This study appraised the long term clinical outcomes of patients treated with percutaneous coronary intervention (PCI) for unprotected left main coronary artery (ULMCA) disease. There are limited data regarding long-term clinical outcomes after PCI for ULMCA disease.
From 2001 to 2011, a total of 448 patients who underwent PCI for ULMCA disease and had 2-year clinical follow-up, were analyzed. The study patients were divided into two groups: group I (stable angina pectoris [SAP], n = 60, 48 men, 62 ± 10 years) and group II (acute coronary syndrome [ACS], n = 388, 291 men, 64 ± 10 years). We evaluated clinical and angiographic characteristics and major adverse cardiac events (MACE) during 2-year clinical follow-up.
Mean age of studied patients was 64 ± 10 years with 339 male patients. Average stent diameter was 3.6 ± 0.4 mm and stent length was 19.7 ± 6.3 mm. Stent implantation techniques and use of intravascular ultrasound guidance were not different between two groups. In-hospital mortality was 0% in group I and 7% in group II (p = 0.035). One-month mortality was 0% in group I and 7.7% in group II (p = 0.968). Two-year survival rate was 93% in the group I and 88.4% in the group II (p = 0.921).
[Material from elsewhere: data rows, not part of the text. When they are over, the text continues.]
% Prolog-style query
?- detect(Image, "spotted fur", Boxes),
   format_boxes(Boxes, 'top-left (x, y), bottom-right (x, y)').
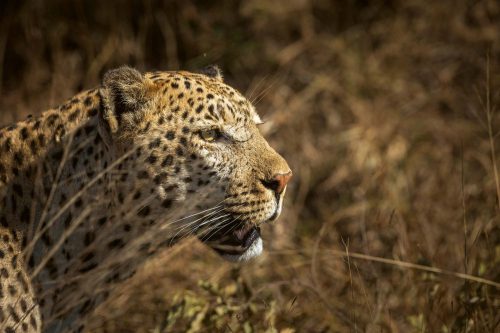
top-left (0, 67), bottom-right (291, 333)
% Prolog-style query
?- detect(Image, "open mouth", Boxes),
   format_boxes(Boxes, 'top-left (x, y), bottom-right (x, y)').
top-left (203, 224), bottom-right (262, 261)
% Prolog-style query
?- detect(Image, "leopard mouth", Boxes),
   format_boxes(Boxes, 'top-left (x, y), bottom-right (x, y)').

Predictive factors for 2-year MACE were hypertension, Killip class ≥ 3, and use of intra-aortic balloon pump by multivariate analysis.
Unprotected left main coronary artery (ULMCA) disease takes place in 5% of patients undergoing coronary angiography [1-3]. Coronary artery bypass graft (CABG) has been the standard of care for the management of ULMCA [4-6]. In contemporary practice, percutaneous coronary intervention (PCI) has become an alternative strategy in patients who have ULMCA disease because of current improvements in interventional techniques and adjunctive pharmacology [7-9]. There are, however, limited and conflicting data regarding long-term outcomes of PCI for ULMCA disease, especially in patients with acute coronary syndrome (ACS).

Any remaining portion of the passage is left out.